Find out how pay-as-you-drive insurance works, which companies offer it, and if enrolling could be a smart move for your finances.
Would you be willing to install a little gizmo in your car that tracks how you drive, if it could save you money on car insurance? More insurers are offering this technology—but, so far, consumers aren’t beating down their doors for it.
In this episode I’ll tell you how pay-as-you-drive insurance works, which companies offer it, and whether enrolling in one of these insurance programs could be a smart move for your finances..
What Is Pay-As-You-Drive (PAYD) Car Insurance?
Pay-as-you-drive (PAYD) insurance goes by different names, such as:
· usage-based insurance
· mile-based auto insurance
· telematics (a hybrid of telecommunications and informatics)

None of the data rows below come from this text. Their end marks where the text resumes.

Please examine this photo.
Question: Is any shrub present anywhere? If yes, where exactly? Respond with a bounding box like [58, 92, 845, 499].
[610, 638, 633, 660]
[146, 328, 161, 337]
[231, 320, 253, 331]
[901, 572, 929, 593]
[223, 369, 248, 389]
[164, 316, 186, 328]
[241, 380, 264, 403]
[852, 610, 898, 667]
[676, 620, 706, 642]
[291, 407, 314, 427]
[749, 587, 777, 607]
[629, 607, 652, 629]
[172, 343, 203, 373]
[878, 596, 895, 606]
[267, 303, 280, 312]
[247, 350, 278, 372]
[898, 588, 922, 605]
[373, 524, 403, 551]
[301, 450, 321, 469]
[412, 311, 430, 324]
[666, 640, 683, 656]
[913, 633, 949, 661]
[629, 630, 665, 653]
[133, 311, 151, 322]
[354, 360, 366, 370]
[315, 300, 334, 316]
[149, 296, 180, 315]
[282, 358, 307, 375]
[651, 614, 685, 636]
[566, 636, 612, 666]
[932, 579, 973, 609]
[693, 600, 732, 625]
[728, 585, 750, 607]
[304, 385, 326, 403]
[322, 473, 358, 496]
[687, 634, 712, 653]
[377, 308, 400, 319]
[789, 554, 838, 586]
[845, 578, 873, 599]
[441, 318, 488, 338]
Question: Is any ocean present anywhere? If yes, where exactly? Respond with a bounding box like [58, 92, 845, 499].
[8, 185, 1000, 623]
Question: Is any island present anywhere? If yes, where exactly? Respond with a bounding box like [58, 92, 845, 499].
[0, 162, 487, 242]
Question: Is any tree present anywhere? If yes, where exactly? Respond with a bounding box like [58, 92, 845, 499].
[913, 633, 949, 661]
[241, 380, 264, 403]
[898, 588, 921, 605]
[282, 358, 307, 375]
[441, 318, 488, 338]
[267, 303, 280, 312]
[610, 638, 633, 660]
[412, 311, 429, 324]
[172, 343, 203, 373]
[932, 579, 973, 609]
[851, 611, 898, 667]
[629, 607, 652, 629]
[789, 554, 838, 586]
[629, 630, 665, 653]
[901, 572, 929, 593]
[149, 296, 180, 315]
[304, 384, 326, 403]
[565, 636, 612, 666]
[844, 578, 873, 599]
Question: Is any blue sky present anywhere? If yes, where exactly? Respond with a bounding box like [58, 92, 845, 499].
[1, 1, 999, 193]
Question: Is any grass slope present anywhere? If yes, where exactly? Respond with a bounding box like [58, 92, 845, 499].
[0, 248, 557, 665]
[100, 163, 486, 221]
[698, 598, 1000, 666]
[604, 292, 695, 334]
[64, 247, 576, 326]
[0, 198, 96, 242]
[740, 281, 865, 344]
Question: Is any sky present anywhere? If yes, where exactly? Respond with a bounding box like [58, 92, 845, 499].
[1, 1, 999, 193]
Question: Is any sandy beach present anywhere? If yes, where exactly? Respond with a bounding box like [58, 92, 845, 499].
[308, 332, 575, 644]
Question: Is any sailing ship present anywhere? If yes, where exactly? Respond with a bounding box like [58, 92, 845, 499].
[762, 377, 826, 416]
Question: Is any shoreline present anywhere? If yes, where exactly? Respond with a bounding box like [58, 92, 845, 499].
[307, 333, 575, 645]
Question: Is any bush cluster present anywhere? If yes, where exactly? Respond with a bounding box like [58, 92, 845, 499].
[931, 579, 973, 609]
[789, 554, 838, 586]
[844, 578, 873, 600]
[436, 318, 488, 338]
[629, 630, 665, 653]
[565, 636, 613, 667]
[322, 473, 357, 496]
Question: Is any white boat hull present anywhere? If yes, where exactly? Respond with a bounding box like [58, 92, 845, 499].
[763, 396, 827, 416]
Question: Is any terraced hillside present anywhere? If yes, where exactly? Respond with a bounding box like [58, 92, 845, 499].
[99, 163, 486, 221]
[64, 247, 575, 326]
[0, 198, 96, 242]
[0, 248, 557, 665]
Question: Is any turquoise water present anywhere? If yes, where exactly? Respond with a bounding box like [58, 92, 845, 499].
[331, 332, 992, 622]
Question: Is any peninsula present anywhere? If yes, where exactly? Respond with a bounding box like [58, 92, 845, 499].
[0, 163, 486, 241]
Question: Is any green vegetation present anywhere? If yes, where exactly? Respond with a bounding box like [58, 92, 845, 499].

No matter what it’s called, the purpose is to set auto insurance rates based on your actual driving behavior instead of historical data and demographics, such as your credit, age, and gender. The idea is to reward safe drivers by charging them less.
Telematics technology makes it possible for an insurer to see exactly how skilled a driver is--except in a few states. Alaska, California, Hawaii, Indiana, North Carolina, and Tennessee, generally don’t allow carriers to use telematics to offer car insurance discounts.
When you enroll in most pay-as-you-drive programs, the insurance company sends you a small device that typically plugs in somewhere underneath your steering wheel. Other programs may work with existing vehicle techology, such as OnStar.
Data about how you drive is sent to your insurance company so they can assess your risk and set your rate.